Tweaking your own Latex template for a PhD dissertation is a rite of passage/time waster for most PhD candidates. There are lots of templates around on the Internet too, of varying quality.

I spent a fair bit of time procrastinating perfecting the template used for my thesis. I’ve pulled out all the unnecessary bits and put it up on GitHub. Hopefully some other poor PhD student will find it useful. This template is itself based on styles developed by Peter Hutterer, an earlier PhD student from the Wearable Computer Lab.
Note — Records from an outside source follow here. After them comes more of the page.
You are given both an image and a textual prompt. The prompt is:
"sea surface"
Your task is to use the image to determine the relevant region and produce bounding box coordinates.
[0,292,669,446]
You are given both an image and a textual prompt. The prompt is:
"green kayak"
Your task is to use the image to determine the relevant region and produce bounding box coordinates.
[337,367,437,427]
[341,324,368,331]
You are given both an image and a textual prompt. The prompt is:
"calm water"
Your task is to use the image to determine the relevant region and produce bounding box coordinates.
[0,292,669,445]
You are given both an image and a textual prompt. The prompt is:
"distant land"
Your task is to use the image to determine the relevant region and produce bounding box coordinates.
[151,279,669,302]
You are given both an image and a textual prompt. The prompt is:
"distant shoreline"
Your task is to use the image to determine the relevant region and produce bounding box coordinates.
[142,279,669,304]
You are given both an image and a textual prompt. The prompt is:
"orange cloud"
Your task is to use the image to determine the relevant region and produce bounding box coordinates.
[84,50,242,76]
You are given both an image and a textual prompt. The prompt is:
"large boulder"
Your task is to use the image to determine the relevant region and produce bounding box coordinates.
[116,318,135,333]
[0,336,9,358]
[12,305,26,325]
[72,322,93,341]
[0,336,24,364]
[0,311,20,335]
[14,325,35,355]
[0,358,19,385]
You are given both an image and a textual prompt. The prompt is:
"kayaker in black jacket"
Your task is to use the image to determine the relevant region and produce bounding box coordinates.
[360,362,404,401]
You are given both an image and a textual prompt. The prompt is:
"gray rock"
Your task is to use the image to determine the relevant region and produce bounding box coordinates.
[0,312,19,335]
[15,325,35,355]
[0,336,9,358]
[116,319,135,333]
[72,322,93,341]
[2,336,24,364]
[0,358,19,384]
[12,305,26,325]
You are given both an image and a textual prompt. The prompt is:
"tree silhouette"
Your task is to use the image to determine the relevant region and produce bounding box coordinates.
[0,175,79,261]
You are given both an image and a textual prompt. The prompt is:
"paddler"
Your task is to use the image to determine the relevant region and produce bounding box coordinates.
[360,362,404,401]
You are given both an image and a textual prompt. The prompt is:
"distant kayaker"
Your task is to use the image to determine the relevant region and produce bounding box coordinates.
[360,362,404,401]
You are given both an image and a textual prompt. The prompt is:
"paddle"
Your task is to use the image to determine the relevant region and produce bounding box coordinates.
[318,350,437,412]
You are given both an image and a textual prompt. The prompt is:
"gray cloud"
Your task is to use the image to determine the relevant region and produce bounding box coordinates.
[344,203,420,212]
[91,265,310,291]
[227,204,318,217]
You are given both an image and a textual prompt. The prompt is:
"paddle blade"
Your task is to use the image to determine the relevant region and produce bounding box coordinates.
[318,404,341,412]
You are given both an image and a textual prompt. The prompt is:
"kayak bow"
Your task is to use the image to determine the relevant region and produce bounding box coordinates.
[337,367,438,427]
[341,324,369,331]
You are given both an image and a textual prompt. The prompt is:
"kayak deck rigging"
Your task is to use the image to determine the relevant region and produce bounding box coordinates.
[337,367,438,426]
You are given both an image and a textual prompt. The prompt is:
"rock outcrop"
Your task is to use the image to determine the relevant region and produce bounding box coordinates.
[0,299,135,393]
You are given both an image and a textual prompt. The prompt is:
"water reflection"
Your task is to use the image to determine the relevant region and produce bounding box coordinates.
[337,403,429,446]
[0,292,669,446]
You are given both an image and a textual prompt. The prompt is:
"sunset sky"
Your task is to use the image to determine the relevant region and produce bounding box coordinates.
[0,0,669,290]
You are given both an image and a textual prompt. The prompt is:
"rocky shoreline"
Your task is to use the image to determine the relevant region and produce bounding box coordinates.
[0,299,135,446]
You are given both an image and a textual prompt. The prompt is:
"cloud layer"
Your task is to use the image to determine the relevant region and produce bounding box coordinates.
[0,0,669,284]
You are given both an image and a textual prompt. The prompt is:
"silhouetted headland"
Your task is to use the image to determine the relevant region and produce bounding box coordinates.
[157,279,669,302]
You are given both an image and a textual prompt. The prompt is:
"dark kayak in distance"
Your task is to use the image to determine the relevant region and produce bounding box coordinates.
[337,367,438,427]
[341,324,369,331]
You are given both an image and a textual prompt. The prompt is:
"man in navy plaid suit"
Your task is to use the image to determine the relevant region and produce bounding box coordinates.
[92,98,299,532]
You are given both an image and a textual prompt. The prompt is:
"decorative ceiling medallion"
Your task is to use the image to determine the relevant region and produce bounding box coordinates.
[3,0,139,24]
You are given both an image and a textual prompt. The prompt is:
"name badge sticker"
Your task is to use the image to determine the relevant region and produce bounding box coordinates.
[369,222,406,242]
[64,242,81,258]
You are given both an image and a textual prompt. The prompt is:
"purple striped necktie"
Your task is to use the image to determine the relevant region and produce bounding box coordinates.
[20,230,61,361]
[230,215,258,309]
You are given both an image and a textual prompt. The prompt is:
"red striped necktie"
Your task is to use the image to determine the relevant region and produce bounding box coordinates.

This template is particularly suited to students at the University of South Australia. It meets the guidelines specified by the Graduate Research Office. That said, with some adjustments this template should be useful for anybody.

Features:

  • Nice cover page
  • Author’s publications
  • Acknowledgements
  • TOC, List of Figures, Abbreviations, etc.

How to use:

  • Fork and clone the GitHub repository
  • Edit the information in thesis.tex
  • Update images/00/author_sig.png with your own signature
  • Update images/00/uni.png with your university’s logo
  • Add your publications as citations in 00-publications.tex
  • Tweak the styles as necessary
  • Write your damn thesis!

I’m happy to accept Pull Requests for improvements on this template.

Check it out on GitHub!

Happy Writing!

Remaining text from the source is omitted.